The problem with reading some travel stories is that they become outdated and if you aren’t up on your geography or travel laws, the content becomes muddled. Example: are hotels in Eastern Europe still charging in 24-hour increments from the time you check in? Do trains still give provodnitsa-issued toilet paper to passengers? If you travel by bus in the Arctic, do you still pay by the kilometer and not the final destination? Is Finland still one of the most expensive countries? What about maple syrup? Do they know the breakfast condiment? Despite all these questions, Bier’s three-month solo trip in 1999 was a fun read. Her sense of humor peppers a no-nonsense travelogue. Some of my favorite moments were every time she challenged a ticket seller with Article 62 of the Russian Constitution, stating it was unlawful to sell a tourist an inflated priced ticket, whether it be for a museum or train ride. This happened a great deal. (Theroux mentions the same maddening system in Ghost Train to the Eastern Star.) A final comment. I was impressed with Baier’s travel philosophy. Her itinerary was not planned out to the minute. She seemed to go from place to place by the seat of her pants, never knowing how she was going to go from place or where she would stay when she got there.
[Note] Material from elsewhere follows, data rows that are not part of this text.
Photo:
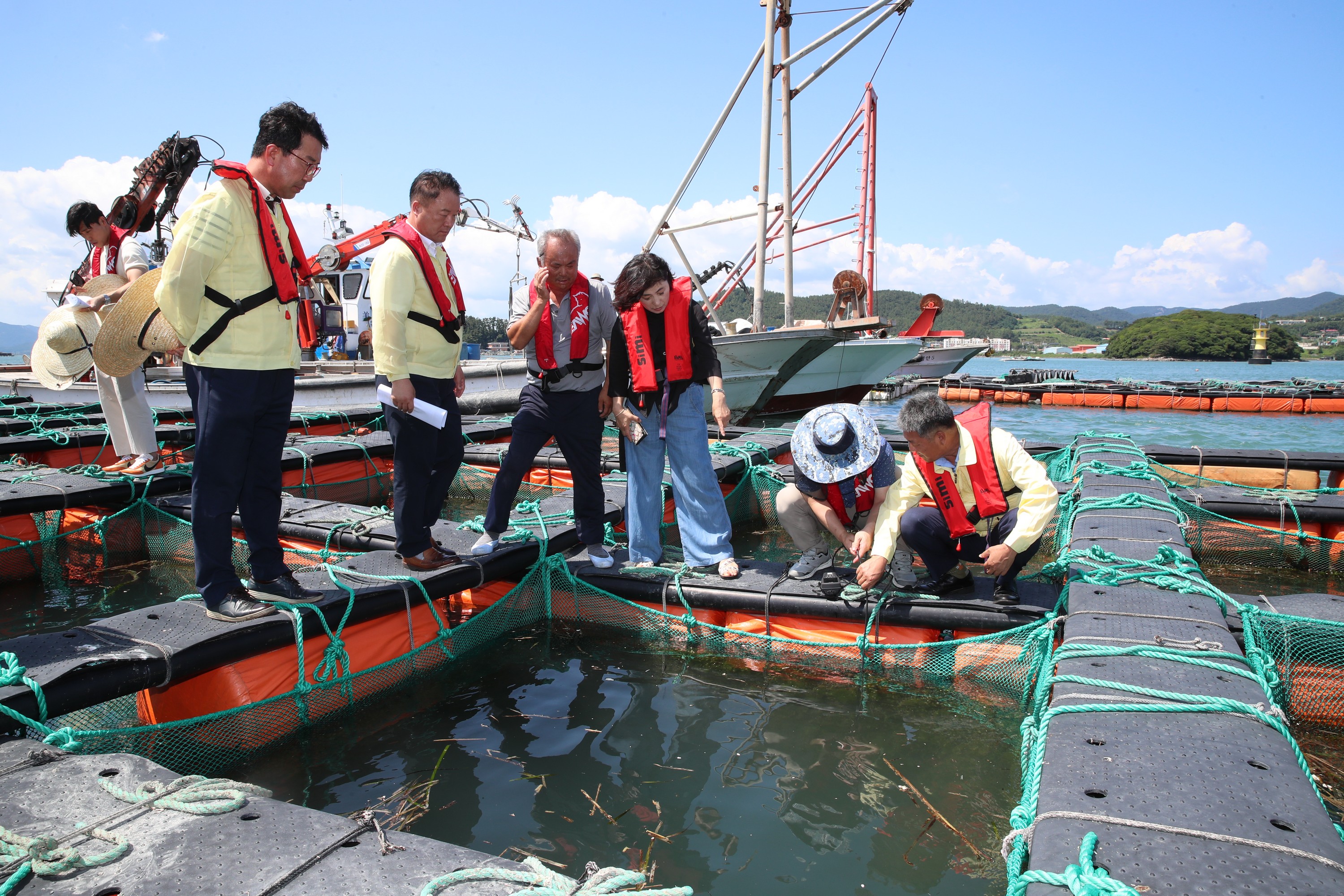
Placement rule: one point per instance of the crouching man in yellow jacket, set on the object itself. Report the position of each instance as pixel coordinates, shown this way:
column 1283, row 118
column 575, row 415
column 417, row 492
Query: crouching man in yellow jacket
column 992, row 501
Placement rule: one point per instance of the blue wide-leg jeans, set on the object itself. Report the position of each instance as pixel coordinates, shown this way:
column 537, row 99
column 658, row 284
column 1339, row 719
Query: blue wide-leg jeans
column 701, row 512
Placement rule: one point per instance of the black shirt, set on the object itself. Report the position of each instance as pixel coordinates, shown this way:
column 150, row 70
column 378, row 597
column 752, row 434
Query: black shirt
column 705, row 361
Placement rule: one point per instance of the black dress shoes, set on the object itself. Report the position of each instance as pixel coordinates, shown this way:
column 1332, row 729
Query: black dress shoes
column 1006, row 593
column 285, row 589
column 238, row 606
column 949, row 585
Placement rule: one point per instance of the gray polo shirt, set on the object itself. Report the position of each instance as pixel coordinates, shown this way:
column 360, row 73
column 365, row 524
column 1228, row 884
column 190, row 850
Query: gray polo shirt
column 601, row 320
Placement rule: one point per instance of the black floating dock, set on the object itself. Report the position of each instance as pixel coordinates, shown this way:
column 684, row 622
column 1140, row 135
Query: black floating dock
column 252, row 849
column 1164, row 792
column 125, row 653
column 764, row 589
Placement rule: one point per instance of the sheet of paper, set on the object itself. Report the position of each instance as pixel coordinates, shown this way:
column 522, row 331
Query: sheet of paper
column 432, row 414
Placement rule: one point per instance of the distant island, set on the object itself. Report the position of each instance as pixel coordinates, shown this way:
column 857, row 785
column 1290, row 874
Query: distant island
column 1037, row 327
column 1199, row 336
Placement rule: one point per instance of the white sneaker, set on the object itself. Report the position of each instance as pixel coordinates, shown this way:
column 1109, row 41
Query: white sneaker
column 810, row 563
column 600, row 556
column 486, row 544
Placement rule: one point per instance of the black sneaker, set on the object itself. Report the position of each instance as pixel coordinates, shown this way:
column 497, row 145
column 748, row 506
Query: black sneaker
column 1006, row 593
column 238, row 606
column 949, row 586
column 285, row 589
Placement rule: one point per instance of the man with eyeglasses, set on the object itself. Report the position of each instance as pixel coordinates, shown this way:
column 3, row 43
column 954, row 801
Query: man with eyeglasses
column 229, row 288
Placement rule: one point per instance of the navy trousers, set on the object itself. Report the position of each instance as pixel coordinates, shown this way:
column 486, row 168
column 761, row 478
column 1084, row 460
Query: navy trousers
column 425, row 461
column 572, row 418
column 928, row 534
column 242, row 418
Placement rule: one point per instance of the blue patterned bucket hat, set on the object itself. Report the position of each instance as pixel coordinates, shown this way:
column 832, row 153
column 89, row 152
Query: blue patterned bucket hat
column 835, row 443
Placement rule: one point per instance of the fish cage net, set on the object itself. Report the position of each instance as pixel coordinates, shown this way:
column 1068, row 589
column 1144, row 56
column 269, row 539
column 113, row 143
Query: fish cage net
column 995, row 669
column 1303, row 663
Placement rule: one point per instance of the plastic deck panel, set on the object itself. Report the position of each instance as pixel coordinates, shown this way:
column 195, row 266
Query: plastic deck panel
column 1142, row 531
column 73, row 667
column 238, row 852
column 54, row 491
column 314, row 519
column 100, row 661
column 791, row 597
column 1185, row 770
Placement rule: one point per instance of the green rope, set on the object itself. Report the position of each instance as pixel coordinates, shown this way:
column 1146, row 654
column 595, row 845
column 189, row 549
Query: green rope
column 193, row 794
column 539, row 880
column 1084, row 879
column 46, row 857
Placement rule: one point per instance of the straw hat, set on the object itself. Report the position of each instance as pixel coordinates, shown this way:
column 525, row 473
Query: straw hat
column 835, row 443
column 134, row 330
column 103, row 284
column 64, row 351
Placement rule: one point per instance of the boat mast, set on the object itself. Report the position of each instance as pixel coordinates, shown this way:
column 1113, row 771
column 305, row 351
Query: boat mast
column 764, row 182
column 787, row 160
column 869, row 194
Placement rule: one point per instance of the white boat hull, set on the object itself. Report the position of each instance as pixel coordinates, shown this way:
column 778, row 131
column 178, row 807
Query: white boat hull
column 936, row 363
column 844, row 374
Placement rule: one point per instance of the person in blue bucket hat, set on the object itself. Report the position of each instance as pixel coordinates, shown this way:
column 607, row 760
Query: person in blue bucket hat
column 842, row 470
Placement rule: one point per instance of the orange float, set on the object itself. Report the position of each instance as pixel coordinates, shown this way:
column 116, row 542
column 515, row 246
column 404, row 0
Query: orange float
column 276, row 672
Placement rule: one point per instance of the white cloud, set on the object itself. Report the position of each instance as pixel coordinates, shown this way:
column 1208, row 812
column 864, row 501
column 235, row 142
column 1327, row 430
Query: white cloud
column 1315, row 279
column 1207, row 269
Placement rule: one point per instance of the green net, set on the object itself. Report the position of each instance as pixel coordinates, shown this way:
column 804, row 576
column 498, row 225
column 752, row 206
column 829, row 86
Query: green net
column 995, row 669
column 1303, row 661
column 1299, row 663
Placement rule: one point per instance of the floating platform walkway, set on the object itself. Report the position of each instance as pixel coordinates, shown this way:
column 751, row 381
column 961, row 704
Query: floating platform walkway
column 1117, row 641
column 1275, row 397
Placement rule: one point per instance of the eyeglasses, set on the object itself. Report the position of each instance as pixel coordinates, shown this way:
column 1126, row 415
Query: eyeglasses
column 312, row 166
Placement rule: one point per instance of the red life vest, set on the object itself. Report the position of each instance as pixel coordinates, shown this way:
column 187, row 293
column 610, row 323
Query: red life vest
column 984, row 478
column 545, row 340
column 112, row 250
column 409, row 236
column 863, row 495
column 284, row 271
column 676, row 339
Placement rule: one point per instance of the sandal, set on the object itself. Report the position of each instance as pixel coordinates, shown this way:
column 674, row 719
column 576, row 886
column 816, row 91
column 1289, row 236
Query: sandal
column 144, row 464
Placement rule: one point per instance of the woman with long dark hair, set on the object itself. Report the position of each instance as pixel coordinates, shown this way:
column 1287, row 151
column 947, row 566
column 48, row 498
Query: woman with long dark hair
column 660, row 358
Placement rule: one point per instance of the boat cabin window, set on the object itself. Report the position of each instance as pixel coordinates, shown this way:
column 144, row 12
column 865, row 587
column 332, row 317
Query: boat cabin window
column 350, row 285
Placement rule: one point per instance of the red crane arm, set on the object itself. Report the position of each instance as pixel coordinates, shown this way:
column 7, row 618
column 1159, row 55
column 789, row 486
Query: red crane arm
column 349, row 249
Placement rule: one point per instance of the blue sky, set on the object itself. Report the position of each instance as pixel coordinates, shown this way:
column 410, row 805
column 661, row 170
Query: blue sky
column 1022, row 148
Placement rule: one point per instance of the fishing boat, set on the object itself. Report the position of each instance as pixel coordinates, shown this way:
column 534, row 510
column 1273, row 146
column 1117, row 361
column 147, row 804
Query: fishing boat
column 936, row 361
column 844, row 373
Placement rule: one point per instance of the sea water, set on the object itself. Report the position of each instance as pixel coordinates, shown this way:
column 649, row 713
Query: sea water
column 1182, row 429
column 581, row 746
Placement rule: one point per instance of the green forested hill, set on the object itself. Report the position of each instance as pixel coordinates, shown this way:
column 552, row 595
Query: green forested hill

Confessional: Bad timing on the title of this book. On the day I started to read it one of the buildings on my campus was hit by lightning and caught on fire. Despite only being a two-alarm fire, I heard the building is a total loss. On the day I finished The Fire Escape is Locked for Your Safety Maui was on fire. This fire took the lives of many people.

Author fact: Baier is not a prolific writer. I only have one book written by her for the Challenge.

Book trivia: The Fire Escape is Locked for Your Safety is illustrated by Lisa Jacyszyn.

Nancy said: Pearl; did not say anything specific about The Fire Escape is Locked for Your Safety.

BookLust Twist: from Book Lust To Go in the chapter called “The Baltic States” (p 34).